Irene começou a trama como governanta e cozinheira da casa de Zilá (Leandra Leal). Após romper com a empresária, abriu uma loja de empadão goiano ao lado de Walmir (Antonio Calloni). Amélie, prima que viveu na França, chegou a Bom Retorno com modos sofisticados e foi contratada por Zilá como personal chef.
Para evitar que a nova personagem parecesse apenas uma versão refinada de Irene, Fernanda trabalhou diferenças na expressão corporal e na voz. "Meu maior desejo era diferenciar bastante as duas personagens. Pensei nos aspectos físicos, na postura, nos gestos e na voz. Irene tem a coluna mais arqueada e uma postura mais servil, enquanto a outra tem uma postura mais ereta. Irene também tem uma voz mais grave, matuta e com sotaque goiano.
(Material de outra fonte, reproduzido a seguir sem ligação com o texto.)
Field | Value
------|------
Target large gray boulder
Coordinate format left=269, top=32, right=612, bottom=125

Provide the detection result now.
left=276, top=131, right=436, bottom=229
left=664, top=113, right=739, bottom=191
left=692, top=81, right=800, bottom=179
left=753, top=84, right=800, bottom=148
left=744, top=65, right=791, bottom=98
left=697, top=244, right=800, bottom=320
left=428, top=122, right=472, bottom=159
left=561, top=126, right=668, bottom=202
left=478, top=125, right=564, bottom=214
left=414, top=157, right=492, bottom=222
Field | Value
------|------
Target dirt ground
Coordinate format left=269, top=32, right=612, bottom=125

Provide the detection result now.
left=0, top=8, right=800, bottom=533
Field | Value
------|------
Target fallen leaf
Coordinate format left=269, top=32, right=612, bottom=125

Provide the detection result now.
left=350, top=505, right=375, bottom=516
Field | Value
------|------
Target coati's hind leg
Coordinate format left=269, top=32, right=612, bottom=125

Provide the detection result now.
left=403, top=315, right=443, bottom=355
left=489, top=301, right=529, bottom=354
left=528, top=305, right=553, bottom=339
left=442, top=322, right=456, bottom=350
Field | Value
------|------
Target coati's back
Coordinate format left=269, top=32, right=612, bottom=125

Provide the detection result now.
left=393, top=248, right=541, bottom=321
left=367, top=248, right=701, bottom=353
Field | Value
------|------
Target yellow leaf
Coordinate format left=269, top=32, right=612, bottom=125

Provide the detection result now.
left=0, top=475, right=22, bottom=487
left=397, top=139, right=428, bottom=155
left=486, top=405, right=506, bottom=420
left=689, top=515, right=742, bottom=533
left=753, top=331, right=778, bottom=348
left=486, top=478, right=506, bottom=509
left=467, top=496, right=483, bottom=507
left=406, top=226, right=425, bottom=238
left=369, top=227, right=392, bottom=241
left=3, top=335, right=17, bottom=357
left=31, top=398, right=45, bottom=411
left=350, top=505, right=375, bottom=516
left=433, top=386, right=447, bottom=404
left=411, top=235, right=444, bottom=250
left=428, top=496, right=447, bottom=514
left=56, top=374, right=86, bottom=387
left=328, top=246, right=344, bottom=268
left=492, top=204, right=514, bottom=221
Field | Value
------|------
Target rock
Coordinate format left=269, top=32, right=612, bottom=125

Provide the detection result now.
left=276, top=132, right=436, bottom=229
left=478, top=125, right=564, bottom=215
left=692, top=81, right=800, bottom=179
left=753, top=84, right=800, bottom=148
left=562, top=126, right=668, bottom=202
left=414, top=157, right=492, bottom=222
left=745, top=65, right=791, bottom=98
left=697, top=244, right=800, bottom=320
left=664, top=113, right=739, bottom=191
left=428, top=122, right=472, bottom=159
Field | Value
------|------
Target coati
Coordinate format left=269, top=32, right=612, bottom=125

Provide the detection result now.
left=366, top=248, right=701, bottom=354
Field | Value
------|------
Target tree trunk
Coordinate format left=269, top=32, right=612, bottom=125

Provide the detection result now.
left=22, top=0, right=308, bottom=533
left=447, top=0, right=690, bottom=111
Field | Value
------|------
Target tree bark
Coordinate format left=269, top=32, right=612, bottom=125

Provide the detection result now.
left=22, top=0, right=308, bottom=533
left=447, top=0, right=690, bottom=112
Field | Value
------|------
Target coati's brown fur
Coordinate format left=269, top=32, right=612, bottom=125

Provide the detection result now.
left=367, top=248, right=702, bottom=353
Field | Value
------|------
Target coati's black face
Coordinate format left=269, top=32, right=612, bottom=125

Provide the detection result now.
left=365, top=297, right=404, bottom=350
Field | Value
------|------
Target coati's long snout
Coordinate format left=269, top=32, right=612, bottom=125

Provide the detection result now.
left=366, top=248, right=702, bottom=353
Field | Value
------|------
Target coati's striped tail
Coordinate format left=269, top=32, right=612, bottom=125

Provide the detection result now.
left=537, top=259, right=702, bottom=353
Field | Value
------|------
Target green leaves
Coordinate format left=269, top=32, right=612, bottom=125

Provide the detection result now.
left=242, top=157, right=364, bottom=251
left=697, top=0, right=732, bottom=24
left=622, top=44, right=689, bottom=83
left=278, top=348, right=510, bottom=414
Já a outra tem uma voz mais aguda, que remete ao francês", explica.
Mesmo com o contraste entre as duas, a atriz reconhece maior proximidade com a cozinheira. "Acho que a Irene se parece mais comigo. Ainda tenho esse jeito meio matuto, que também aparece no meu sotaque. Mas adoro interpretar personagens distantes de quem eu sou. Me diverti muito com essa Amélie metida justamente por causa dessa distância", diz.
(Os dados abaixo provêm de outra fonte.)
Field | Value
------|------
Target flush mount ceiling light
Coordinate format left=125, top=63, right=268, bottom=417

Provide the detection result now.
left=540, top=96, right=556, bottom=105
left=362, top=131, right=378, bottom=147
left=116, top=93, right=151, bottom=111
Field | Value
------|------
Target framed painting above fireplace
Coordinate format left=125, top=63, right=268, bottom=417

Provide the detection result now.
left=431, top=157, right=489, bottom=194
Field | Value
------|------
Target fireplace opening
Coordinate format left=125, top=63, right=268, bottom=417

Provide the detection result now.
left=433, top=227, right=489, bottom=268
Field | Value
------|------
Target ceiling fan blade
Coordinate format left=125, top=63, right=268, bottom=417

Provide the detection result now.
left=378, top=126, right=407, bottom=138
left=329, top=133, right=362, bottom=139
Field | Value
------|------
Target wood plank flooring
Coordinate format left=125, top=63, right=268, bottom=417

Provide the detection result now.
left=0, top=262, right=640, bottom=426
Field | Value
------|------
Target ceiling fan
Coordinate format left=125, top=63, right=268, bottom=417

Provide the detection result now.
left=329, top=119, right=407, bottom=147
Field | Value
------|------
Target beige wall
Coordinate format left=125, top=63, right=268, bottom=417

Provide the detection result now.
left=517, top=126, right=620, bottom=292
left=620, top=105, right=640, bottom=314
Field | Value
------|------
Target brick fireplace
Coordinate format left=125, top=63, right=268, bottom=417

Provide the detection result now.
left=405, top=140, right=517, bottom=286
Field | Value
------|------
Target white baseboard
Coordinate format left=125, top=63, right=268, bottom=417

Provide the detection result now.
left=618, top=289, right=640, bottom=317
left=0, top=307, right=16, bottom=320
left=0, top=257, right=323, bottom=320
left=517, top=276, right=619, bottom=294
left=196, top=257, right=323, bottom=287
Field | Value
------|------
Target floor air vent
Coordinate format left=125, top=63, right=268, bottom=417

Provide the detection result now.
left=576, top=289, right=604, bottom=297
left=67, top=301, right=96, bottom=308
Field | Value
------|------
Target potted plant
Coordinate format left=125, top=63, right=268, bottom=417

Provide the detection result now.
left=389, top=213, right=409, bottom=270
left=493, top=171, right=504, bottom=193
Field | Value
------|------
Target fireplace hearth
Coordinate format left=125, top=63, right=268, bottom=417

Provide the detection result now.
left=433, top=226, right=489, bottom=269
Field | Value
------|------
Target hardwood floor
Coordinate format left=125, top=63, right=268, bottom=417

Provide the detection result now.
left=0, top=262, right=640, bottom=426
Nos próximos capítulos, Irene entrará em conflito com Gael (André Luiz Frambach) por causa de Naiane (Isabelle Drummond). A relação com Walmir também poderá avançar, já que ele revelará a João Raul (Filipe Bragança) o desejo de morar com ela.
Fernanda destaca que o romance representou uma mudança importante na trajetória da personagem e elogia a parceria com Antonio Calloni. "Foi um grande presente contracenar com o Antonio. Irene começa em um ambiente muito hierárquico e de exploração, no qual precisa manter uma postura servil diante de Zilá. Quando consegue romper com isso, passa a vislumbrar, ao lado de Walmir, a possibilidade de uma nova vida", afirma.
O casal, no entanto, enfrenta dificuldades por causa do vício de Walmir em apostas. Para a atriz, Irene exerce um papel delicado ao permanecer ao lado dele. "O amor entre eles é construído com base na cumplicidade e na confiança. Em determinado momento, essa confiança fica abalada, mas o sentimento continua ali. É um tratamento delicado, que exige paciência e escuta", avalia.
Teatro e palhaçaria
Após o fim das gravações da novela, Fernanda volta aos palcos do Rio. Ela apresenta "Quando se Abrem os Guarda-chuvas" no dia 22 de julho, às 20h, e "Malagueta na Labuta" no dia 29, às 21h, na Sede da Cia dos Atores, no Centro. "Vou apresentar dois espetáculos solo. Um deles foi criado no Rio de Janeiro, em 2011. O outro é um solo de palhaçaria, no qual interpreto a palhaça Malagueta. Serão apresentações únicas, com apenas 60 lugares", declara.
Fernanda começou no teatro em 2003 e passou a estudar palhaçaria cerca de três anos depois. "Depois que conheci a palhaçaria, acredito que me tornei uma atriz melhor. O palhaço traz o riso, mas também o erro e o drama. Para mim, a palhaçaria é uma filosofia de vida", conclui.